Deputy Mac Sharry said “Article 39.1(b) of the Treaty on the Functioning of the European Union states the EU seek to ensure a fair standard of living for the agricultural community, in particular by increasing the individual earnings of persons engaged in agriculture.
He then put it up to Minister Creed & Fine Gael, “What are we doing to achieve that? From the thousands of farmers I have spoken to I fail to see what is being done to support them. Farming families must have the opportunity to recover the cost of production plus a margin for their products.

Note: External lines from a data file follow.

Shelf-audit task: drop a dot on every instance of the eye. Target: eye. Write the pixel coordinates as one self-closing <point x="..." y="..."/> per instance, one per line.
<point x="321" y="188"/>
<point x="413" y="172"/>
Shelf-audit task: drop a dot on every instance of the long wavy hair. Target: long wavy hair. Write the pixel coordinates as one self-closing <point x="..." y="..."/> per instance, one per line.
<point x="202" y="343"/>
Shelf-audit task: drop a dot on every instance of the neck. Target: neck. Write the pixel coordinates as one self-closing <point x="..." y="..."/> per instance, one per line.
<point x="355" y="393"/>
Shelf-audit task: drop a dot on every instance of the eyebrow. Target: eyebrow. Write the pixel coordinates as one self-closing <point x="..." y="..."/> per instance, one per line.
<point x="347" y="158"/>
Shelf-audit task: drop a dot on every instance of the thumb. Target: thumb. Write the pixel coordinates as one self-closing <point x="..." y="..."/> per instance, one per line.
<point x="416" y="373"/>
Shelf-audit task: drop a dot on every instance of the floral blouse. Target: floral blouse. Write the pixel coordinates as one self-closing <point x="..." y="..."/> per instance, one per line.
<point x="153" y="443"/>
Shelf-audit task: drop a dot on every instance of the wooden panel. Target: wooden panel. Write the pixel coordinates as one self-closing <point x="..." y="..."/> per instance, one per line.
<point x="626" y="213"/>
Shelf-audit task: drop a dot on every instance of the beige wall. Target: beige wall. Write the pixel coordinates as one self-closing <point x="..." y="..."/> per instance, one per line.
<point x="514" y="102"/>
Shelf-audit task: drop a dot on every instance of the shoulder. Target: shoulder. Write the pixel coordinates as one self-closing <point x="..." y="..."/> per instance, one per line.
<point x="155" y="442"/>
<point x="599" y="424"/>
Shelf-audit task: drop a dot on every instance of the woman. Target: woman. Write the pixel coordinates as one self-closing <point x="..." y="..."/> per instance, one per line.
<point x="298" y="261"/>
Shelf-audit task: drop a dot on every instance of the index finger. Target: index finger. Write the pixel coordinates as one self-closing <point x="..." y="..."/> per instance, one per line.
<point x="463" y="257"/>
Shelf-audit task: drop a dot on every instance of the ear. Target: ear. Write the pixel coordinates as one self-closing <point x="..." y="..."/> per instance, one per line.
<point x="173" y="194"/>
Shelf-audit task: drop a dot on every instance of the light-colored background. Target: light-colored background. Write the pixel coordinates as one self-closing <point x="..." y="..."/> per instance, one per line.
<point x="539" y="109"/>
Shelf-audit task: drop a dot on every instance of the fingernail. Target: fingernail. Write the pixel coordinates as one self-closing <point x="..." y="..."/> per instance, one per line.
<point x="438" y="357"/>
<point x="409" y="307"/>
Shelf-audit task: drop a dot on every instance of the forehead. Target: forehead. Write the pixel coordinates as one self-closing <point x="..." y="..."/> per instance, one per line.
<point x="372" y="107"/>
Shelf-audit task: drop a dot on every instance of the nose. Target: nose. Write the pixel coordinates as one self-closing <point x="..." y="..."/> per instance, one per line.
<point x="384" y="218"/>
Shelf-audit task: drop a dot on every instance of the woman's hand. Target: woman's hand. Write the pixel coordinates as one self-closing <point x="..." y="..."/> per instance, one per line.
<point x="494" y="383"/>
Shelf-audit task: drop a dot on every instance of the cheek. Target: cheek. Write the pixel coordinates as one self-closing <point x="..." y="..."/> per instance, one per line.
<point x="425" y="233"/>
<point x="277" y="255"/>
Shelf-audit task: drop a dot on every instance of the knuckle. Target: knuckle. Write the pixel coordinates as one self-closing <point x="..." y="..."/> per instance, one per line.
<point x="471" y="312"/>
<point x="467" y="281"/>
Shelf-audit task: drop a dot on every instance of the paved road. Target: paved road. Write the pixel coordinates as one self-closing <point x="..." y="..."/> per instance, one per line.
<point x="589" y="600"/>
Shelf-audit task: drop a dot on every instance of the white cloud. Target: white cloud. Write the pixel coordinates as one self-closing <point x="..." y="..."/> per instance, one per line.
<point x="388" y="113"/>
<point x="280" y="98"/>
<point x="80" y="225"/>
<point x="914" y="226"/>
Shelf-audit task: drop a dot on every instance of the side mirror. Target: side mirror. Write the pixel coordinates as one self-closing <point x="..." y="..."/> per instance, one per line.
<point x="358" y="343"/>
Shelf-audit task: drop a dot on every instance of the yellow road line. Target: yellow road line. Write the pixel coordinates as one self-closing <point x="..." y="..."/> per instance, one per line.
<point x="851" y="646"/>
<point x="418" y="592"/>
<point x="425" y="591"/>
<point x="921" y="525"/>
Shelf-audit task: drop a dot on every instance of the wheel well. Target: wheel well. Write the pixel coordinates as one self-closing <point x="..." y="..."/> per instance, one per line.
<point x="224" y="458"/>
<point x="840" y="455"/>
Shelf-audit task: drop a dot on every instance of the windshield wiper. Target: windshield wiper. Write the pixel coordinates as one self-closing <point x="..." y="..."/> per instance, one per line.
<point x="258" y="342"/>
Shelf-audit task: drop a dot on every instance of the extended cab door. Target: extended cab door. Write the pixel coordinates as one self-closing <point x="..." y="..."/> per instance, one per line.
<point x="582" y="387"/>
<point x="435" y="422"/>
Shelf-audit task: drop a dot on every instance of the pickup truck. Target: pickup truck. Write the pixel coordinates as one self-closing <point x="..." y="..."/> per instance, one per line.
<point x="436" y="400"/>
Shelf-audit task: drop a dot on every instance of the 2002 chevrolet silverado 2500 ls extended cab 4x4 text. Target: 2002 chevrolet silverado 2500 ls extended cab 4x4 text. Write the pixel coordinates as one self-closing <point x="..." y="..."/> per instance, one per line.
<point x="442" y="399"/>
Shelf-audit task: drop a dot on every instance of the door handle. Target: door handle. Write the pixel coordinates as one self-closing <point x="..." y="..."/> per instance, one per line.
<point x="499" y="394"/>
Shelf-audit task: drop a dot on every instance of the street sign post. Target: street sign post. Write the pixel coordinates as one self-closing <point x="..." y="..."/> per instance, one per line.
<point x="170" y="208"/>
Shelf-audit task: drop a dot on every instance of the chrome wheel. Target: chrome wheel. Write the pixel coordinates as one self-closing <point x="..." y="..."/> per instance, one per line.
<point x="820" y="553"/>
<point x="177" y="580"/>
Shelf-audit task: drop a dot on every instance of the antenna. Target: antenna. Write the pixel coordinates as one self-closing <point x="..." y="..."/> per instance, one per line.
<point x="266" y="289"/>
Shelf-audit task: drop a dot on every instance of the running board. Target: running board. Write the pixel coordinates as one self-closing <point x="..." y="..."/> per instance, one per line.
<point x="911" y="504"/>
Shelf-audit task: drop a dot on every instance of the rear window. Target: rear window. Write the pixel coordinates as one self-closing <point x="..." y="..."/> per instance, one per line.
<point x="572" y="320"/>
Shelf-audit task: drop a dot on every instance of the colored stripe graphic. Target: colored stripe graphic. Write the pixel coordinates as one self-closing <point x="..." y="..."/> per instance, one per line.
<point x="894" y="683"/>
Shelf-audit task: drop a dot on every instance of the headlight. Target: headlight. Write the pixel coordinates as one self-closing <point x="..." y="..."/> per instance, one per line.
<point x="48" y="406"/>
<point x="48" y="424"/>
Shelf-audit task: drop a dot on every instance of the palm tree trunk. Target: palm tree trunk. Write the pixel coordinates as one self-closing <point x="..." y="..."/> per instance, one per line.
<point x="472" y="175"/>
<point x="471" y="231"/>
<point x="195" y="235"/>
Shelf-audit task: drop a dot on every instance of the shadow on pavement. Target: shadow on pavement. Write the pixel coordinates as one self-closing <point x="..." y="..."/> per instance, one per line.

“We have 14 policy actions which we believe the Government must accept immediately. These include seeking market disturbance aid from the EU as pertained under CAP; opening the Brexit Loan Scheme for farmers; increasing live exports of calves by enhancing lairage capacity; ensuring that the next CAP is fully funded to provide a €200 suckler cow payment as well as the introduction of a beef market index.
“We must also seek to weed out BSE era restrictions now obsolete but which continue to apply such as the arbitrary 4 movement rule, the 30 month rule and anti competitive practices by large factories with feed lots. The introduction of a Food Ombudsman or Meat Regulator should be considered to ensure fair play in the industry.
“We are also calling for a full review of the QPS grid and more robust measures around carcase trim and grading, including publishing details of on-the-spot fines for factories breaching carcase trimming rules. It is also my party’s view that a new independent authority is required to enforce the new EU Directive on unfair trading practices to ensure farmers buy in.
“In addition why has there been no mention of market supports or preparedness for the introduction of an intervention scheme or APS (Aid to Private Storage ) scheme to ensure farming families are guaranteed a fair market price should a hard Brexit shut the market down. The Minister for Agriculture must listen to those stakeholders in the industry who need our support,” concluded Deputy Mac Sharry.